My daughter is under contract for a new condo in the Boston area. She is learning a lot about getting a mortgage now and I am going through that process with her! It is very personal now. I am learning all over again that shopping for a mortgage can be overwhelming. Even if you’ve owned a few homes and have had a few home loans, chances are there are some mortgage options you don’t know about.
Here are some points to remember:
- A 20 percent down payment isn’t a must. The long-held view that at least a 20 percent down payment is needed to buy a home is outdated.
A loan approved by the Federal Housing Administration, or FHA, can have a minimum down payment of 3.5 percent. For a $300,000 home, instead of having to come up with $60,000 (20 percent) down, a 3.5 percent down payment requires $10,500 down.

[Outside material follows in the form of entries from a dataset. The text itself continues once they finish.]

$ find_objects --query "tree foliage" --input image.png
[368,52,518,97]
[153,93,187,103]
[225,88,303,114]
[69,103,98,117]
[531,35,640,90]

It is possible that you might be able to roll the closing costs into the mortgage (assuming that the property will appraise with the closing costs included.) If you do roll the closing costs into the mortgage or get the seller to give you a credit for the closing costs, all you would need is the 3.5% down payment. That is a big difference from a 20% mortgage.
- Banks aren’t the only home lenders. Traditional lenders like banks and credit unions are just some of the places to get a home loan.
Savings and loan associations are one option, using the savings deposits of private investors to make mortgage loans. They’re usually locally-owned and managed, and are chartered by the federal or state government.
Mutual savings banks are another option. They’re like savings and loans and were created to help low-income consumers. Unlike commercial banks, they can borrow from the Federal Home Loan Bank System to make investments such as mortgages.
- You’ll likely get more money than you need. After determining your ability to repay a home loan and the cost of the home, the lender will tell you how much of a loan you qualify for. Chances are it will be a larger loan than you want to take on.
New federal laws in 2014 are meant to hold lenders more responsible for the loans they underwrite, but the guidelines still allow larger loans for most people.
That doesn’t mean you have to necessarily borrow that much money. But it could help pay your closing costs, or be used to buy a bigger home. But if you’re getting a bigger loan only because you qualify for it and can buy a better or bigger home, you could be in trouble soon if you can’t afford the payments in the context of your overall budget. Only you know your day-to-day finances—not your lender—so sticking to a loan you can afford is wise.
- A home loan can help cover repairs. If you’re getting an FHA loan, its 203(k) program allows up to $35,000 from the loan to be used for home repairs and improvements.
Chances are the home you’re buying will need (or you’ll just want to change) new carpet or paint, and this add-on loan product can pay for the improvements. The total loan amount is based on the projected home value after the fixes are made. If you are taking on a VA mortgage, these is a similar program for loans issued by the Veterans Administration.
5. If you are buying a condo, rather than a single family home, the rate will likely be higher. When you see the mortgage rates on line, you might be surprised to find that your rate is higher because you are buying a condo. This is not a lender picking on you. It is just part of the mortgage guidelines.
6. You can shop around for a mortgage Your mortgage rate is going to be affected by your credit score, the location and type of your property, the amount you are putting down, and the program that you are using to purchase. You also should talk to several different lenders to see which lender you would like to work with. Don't believe that you have to take the first lender with whom you speak!